I have the following NFS-based storage setup:
Computes nodes are Linux. The NFS servers are Solaris.
A not-so-important user runs a bunch of read intensive jobs on a subset of the compute nodes. As a result, the whole group of compute nodes becomes very slow (ls
blocks for 30 seconds). I was able to track down that the dedicated NFS server is hitting the limit of the san's read throughput.
How to implement quality of service (QoS) limiting the NFS bandwidth to nodes, processes, or users?
I'm not sure NFS can be "hardened" against what amounts to a DDOS from a cluster. If you really need that, using something else to access persistent storage will be easier.
Given your setup, I would suggest doing the "QoS" on the cluster engine level.
Configure a resource "io_heavy" limited to say "10" and make your users request "1" of this for IO-heavy jobs. That way, no more than 10 jobs that are I/O-bound by will run concurrently. Your NFS won't collapse and the rest of the cluster will remain free for CPU-bound tasks.
You should also add scratch disks to the nodes.

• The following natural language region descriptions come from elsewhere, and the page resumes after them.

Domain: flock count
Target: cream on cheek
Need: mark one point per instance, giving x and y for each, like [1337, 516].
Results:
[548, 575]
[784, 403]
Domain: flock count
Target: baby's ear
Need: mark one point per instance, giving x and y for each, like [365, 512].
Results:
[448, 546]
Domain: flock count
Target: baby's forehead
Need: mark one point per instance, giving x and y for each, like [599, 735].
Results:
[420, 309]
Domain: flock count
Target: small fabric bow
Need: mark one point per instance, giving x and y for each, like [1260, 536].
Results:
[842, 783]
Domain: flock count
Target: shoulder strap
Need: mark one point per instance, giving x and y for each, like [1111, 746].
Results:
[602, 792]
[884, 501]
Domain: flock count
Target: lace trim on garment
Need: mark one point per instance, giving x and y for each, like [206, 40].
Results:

These can hold temporary data which doesn't really need to go to the NFS. It also helps to provide "reference data" that's commonly used here.
I assume your Solaris NFS servers use ZFS. Fill the servers with as much RAM as you can put into them. Add SSDs to the servers to be used as ZFS Cache disks. Both of these things reduce the traffic on your SAN.
QOS is normally used to give priority to certain types of network streams. Can't you isolate and limit the user's port on the network switch? Or put him/her in a separate VLAN? Or limit the port's data rate to 100MBps?
Other than that I am not aware of any NFS bandwidth limitation by username or MAC address. Maybe your NFS server has options to ensure a more distributed way of serving file requests?
Thinking out of the box: move the read-intensive files closer to the user and run a backup/rsync process to write the updated data back to the NAS?
What kind of read-intensive jobs are these anyway?